Кошмары - Ганс Гейнц Эверс
Шрифт:
Интервал:
Закладка:
И вот явился Азарм, а с ним – другие военачальники Иеба: Даргман Хорезмиец, что командовал вавилонянами, Гидасп, управитель финикийцев, Навуходор и Артаферн, в чьих отрядах имелись и иудеи, и сирийцы, и вавилоняне, и даже египтяне с ливийцами. Иедония почтительно склонил голову перед каждым, позвал слуг и велел принести вино в больших кувшинах – темное египетское и золотое, что разливали в Сидоне.

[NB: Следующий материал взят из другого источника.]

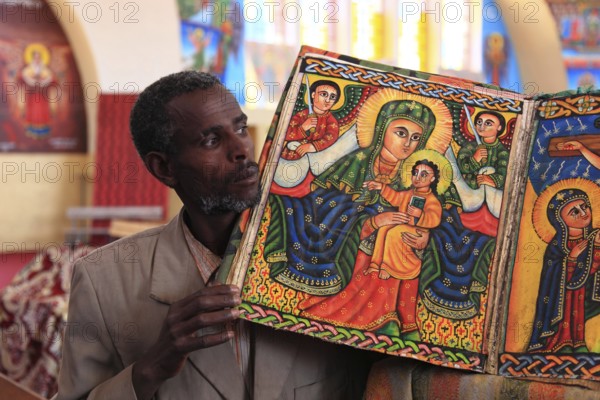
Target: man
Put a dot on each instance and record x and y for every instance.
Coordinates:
(156, 325)
(491, 153)
(308, 132)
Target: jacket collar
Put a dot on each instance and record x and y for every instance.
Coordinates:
(174, 277)
(174, 272)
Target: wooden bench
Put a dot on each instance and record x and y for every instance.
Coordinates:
(12, 390)
(81, 226)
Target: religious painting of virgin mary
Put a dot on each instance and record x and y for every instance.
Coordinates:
(569, 293)
(354, 240)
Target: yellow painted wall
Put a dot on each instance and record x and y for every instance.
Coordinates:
(124, 48)
(121, 50)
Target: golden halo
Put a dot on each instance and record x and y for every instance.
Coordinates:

Военачальники пили, но сам старец не спешил притронуться к своей чарке.
– Ответа нет пока, друг мой? – вопросил наместник.
– Думаю, мы начнем строить следующим утром или сей же ночью, – промолвил в ответ Иедония. – Я все еще жду гонца из Иерусалима, но он уж близко.
– А я думаю, пора начинать сейчас! – воскликнул Навуходор, вавилонянин. – Вера иудейская охватила множество наших отрядов. Они, как и твой народ, считают теперь – да если хоть одна храмовая колонна возведена будет, и если алтари хоть бы и во славу Ашеры[14] при ней будут стоять, никакое египетское ополчение их не коснется.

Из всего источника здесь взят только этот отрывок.